Boxplots represent the median and IQR of the data, cross symbols represent outlier values and each whisker extends to the most extreme data point that is not an outlier. ∗ represents significant differences p < 0.05 between boxplot groups as determined by an independent t-test. ∗∗ represents significant differences p < 0.05 between boxplot groups as determined by Wilcoxon rank-sum test. ○ represents significant differences p < 0.05 between sensor glucose as determined by a Wilcoxon rank-sum test.

(A) The slope of glucose during aerobic exercise is significantly steeper in participants with higher aerobic fitness (n = 88 observations collected from 11 participants) than participants with lower aerobic fitness (n = 70 observations collected from nine participants) (average trend −2.2 mg/dL/min vs −1.8 mg/dL/min, p = 0.03).

(B) The minimum glucose measured during aerobic exercise is significantly lower in participants with higher aerobic fitness (n = 88 observations collected from 11 participants) than in participants with lower aerobic fitness (n = 70 observations collected from nine participants) (average minimum glucose 75.9 mg/dL vs 103.1 mg/dL, p = 4.7 × 10⁻⁹).

(C) The minimum glucose measured by CGM in the 4-h following the start of aerobic exercise is significantly lower in participants with higher aerobic fitness (n = 88 observations collected from 11 participants) than in participants with lower aerobic fitness (n = 70 observations collected from nine participants) and (average minimum glucose 70.4 mg/dL vs 85.4 mg/dL, p = 3.3 × 10⁻⁵).
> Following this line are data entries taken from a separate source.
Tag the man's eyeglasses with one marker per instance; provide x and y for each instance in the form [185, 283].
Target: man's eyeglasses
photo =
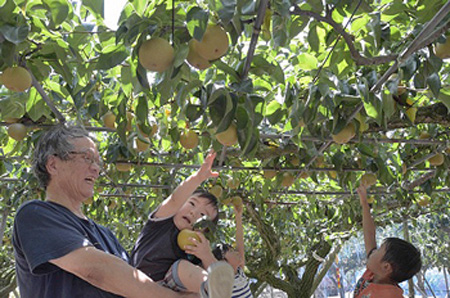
[88, 158]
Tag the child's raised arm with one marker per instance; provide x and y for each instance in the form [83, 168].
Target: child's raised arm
[238, 209]
[370, 241]
[183, 191]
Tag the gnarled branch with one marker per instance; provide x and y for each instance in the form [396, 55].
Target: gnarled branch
[349, 39]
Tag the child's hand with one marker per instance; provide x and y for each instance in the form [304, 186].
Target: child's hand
[238, 208]
[205, 170]
[362, 191]
[201, 248]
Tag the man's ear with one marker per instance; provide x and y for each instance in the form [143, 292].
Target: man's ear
[51, 164]
[387, 268]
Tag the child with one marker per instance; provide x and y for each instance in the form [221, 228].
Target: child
[394, 261]
[156, 251]
[236, 257]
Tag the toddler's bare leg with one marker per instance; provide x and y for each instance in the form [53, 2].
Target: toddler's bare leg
[192, 276]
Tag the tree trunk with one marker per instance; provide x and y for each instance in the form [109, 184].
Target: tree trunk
[420, 280]
[446, 282]
[411, 292]
[305, 288]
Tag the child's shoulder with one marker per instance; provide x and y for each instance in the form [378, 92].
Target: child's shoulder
[382, 290]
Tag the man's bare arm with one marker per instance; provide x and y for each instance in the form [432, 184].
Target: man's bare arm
[112, 274]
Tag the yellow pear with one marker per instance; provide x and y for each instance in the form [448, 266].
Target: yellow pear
[195, 59]
[233, 182]
[214, 43]
[16, 79]
[130, 117]
[236, 201]
[17, 131]
[216, 190]
[142, 145]
[423, 202]
[183, 238]
[411, 114]
[109, 120]
[154, 130]
[156, 54]
[189, 139]
[332, 174]
[287, 180]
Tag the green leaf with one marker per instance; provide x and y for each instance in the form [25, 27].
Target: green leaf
[14, 34]
[313, 38]
[96, 6]
[193, 112]
[227, 11]
[307, 61]
[112, 58]
[444, 96]
[434, 82]
[197, 20]
[58, 9]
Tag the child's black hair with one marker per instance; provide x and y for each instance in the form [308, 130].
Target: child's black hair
[220, 250]
[212, 200]
[403, 257]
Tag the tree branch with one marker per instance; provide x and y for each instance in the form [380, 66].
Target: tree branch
[349, 39]
[416, 44]
[47, 99]
[256, 30]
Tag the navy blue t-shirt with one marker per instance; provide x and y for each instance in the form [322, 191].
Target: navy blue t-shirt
[156, 248]
[44, 231]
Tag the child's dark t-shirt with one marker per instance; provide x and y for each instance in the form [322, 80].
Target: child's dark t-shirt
[156, 249]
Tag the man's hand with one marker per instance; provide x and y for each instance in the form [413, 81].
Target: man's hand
[362, 191]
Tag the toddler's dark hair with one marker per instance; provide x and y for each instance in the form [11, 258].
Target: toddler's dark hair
[220, 250]
[403, 257]
[212, 200]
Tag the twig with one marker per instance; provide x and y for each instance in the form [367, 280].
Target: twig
[417, 43]
[349, 39]
[47, 99]
[256, 30]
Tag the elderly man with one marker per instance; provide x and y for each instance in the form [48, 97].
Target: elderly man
[59, 251]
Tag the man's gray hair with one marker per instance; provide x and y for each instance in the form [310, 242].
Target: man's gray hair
[56, 141]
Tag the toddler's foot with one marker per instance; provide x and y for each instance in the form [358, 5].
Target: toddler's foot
[220, 281]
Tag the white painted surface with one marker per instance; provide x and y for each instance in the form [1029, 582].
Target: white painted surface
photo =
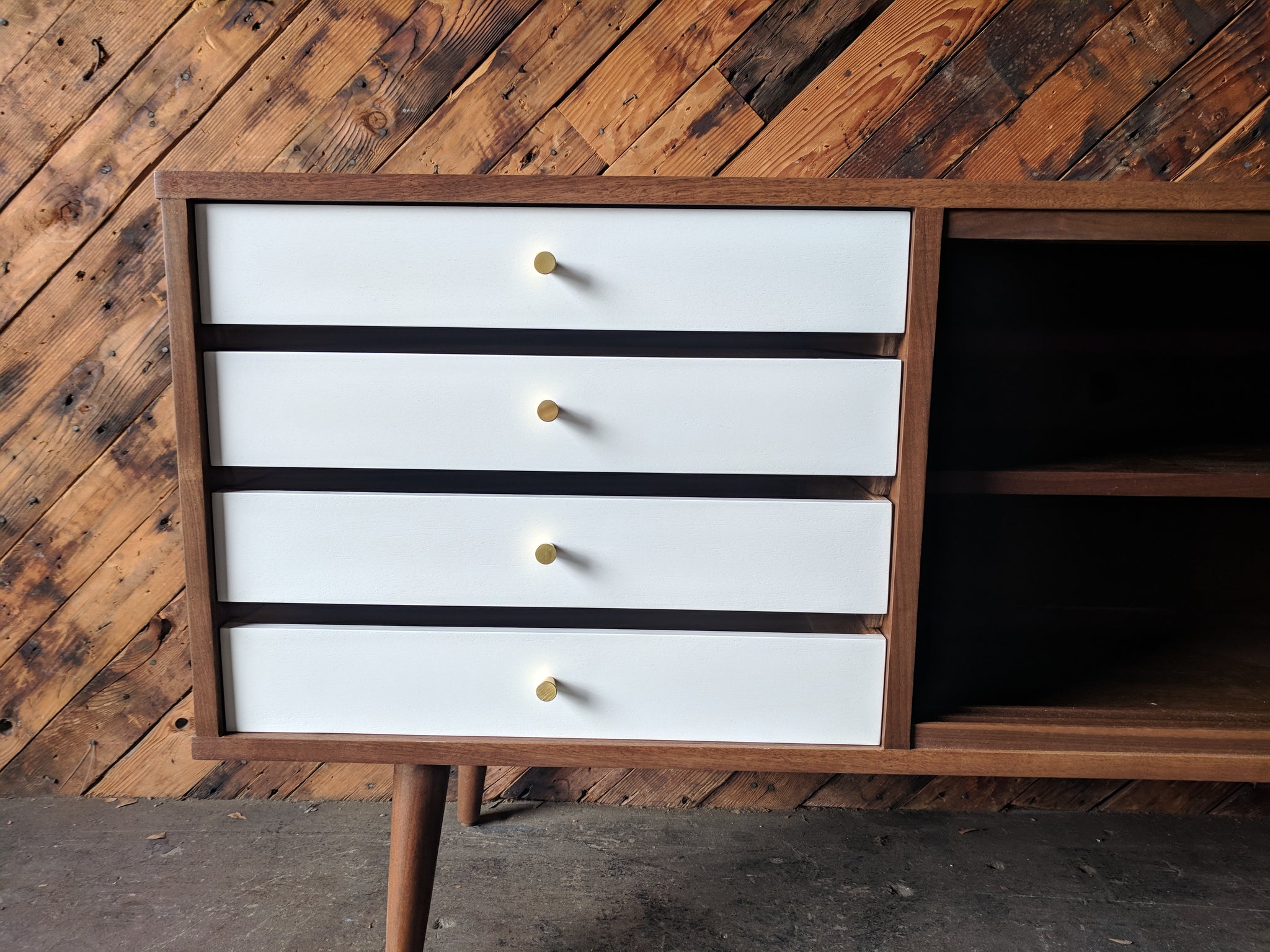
[620, 414]
[614, 684]
[769, 555]
[620, 268]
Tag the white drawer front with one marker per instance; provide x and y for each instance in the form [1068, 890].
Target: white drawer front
[619, 268]
[613, 684]
[768, 555]
[619, 414]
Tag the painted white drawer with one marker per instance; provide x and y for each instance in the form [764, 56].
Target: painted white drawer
[768, 555]
[613, 684]
[619, 414]
[619, 268]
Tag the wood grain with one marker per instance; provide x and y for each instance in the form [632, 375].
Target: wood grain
[789, 46]
[161, 764]
[908, 488]
[94, 328]
[29, 22]
[1094, 90]
[863, 88]
[652, 68]
[1108, 226]
[418, 806]
[91, 627]
[827, 193]
[551, 148]
[87, 523]
[110, 714]
[1240, 155]
[1192, 110]
[539, 63]
[192, 460]
[471, 791]
[59, 82]
[88, 174]
[696, 136]
[710, 764]
[401, 86]
[751, 790]
[981, 87]
[866, 791]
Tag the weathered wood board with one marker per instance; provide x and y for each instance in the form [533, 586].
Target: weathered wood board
[94, 94]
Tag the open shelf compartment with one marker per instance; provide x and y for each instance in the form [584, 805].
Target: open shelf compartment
[1095, 570]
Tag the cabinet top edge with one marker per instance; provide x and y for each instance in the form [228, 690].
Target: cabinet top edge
[642, 191]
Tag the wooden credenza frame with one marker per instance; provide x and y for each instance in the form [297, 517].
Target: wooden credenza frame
[940, 209]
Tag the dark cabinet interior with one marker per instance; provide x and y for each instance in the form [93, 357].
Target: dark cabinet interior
[1096, 547]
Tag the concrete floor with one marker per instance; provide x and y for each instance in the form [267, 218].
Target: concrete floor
[86, 875]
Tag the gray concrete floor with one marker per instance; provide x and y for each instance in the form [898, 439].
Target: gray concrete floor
[84, 875]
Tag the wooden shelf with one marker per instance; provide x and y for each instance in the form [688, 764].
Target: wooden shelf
[1208, 694]
[1217, 472]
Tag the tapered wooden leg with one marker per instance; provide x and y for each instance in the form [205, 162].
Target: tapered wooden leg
[471, 791]
[418, 805]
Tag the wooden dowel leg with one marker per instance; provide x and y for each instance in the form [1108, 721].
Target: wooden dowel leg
[471, 791]
[418, 806]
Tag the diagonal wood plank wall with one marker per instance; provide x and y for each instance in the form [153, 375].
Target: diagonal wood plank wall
[95, 94]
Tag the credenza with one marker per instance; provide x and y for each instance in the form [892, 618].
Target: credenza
[643, 472]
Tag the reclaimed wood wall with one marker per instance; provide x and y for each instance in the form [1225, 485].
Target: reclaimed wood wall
[95, 94]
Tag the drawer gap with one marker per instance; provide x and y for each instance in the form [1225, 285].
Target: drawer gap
[502, 617]
[522, 483]
[567, 343]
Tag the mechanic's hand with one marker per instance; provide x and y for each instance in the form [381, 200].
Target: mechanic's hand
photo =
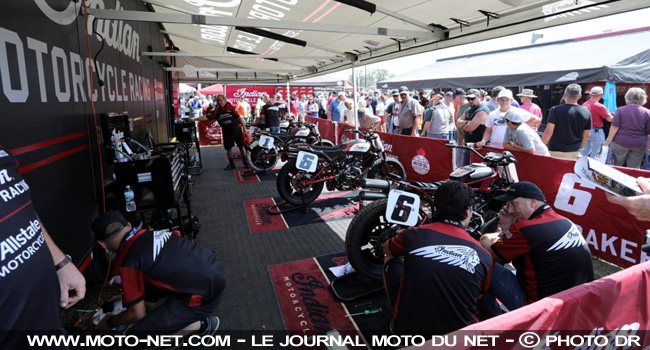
[638, 206]
[103, 324]
[72, 284]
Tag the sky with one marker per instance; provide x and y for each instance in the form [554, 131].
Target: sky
[628, 20]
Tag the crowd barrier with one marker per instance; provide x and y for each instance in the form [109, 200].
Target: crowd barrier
[610, 231]
[613, 308]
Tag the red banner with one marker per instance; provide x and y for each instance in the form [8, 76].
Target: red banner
[250, 93]
[298, 90]
[209, 133]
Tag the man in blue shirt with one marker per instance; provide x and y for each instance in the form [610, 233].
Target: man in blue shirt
[334, 111]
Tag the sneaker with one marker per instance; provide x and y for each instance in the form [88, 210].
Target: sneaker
[213, 325]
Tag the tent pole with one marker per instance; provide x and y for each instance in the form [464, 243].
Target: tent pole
[288, 98]
[355, 115]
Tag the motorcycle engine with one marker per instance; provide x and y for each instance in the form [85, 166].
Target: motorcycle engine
[351, 172]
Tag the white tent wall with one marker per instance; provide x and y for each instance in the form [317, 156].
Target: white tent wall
[568, 61]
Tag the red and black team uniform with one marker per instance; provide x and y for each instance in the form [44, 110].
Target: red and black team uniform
[29, 286]
[549, 253]
[445, 270]
[227, 117]
[148, 268]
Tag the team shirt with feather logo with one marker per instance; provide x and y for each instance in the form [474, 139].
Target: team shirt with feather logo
[156, 264]
[549, 253]
[445, 270]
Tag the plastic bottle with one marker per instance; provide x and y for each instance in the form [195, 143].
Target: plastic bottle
[129, 197]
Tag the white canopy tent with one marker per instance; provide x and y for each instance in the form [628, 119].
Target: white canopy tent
[624, 56]
[283, 40]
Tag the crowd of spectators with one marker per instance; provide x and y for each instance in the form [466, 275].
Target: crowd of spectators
[574, 128]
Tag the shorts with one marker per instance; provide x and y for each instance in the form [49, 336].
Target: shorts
[232, 137]
[173, 315]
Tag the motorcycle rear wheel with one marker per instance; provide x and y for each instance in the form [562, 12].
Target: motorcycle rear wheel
[261, 159]
[361, 237]
[288, 185]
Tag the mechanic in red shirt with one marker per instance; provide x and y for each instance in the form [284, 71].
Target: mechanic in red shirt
[151, 265]
[547, 250]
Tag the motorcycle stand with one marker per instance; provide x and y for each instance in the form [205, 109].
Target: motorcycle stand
[351, 282]
[274, 210]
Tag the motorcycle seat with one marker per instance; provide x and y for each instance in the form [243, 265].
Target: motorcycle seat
[337, 147]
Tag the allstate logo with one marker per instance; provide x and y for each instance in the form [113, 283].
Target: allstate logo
[420, 164]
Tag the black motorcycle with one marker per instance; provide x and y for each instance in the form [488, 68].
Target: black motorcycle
[341, 167]
[268, 147]
[377, 222]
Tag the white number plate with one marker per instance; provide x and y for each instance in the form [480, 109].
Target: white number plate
[307, 161]
[266, 141]
[403, 208]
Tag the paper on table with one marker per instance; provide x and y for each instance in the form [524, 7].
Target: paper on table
[606, 177]
[339, 271]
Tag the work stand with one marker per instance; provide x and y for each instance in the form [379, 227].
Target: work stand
[357, 287]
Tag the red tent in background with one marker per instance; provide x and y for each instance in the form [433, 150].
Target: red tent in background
[211, 90]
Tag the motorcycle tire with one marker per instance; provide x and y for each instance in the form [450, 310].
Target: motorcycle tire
[363, 233]
[377, 170]
[287, 181]
[261, 159]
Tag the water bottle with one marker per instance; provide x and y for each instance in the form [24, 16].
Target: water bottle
[129, 197]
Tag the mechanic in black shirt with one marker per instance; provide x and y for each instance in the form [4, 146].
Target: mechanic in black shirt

(D) IQR of sensor glucose obtained from participants during in-clinic study days 1 and 4. Participants with higher aerobic fitness exhibit significantly lower glucose during activities of daily living and aerobic exercise, and in the nighttime following exercise (p < 0.05). The lower aerobic fitness group is represented by gray area (n = 72 sensor traces collected from nine participants). The higher aerobic fitness group is represented by magenta area (n = 88 sensor traces collected from 11 participants). During the in-clinic exercise study visits, activities of daily living were performed starting at 10 a.m., and exercise at 70% VO₂max was performed at 2 p.m. The number of sensor traces from 9 p.m.–12 a.m. is lower for both groups (lower fitness, n = 36, higher fitness, n = 44), representing data only from study day 1, whereas participants exited the clinical study on day 4 and overnight sensor data is therefore not available.

(E) IQR of sensor glucose across the entire 4-day study. The lower aerobic fitness group is represented by gray area (n = 36 sensor traces collected from nine participants). The higher aerobic fitness group is represented by magenta area (n = 44 sensor traces collected from 11 participants).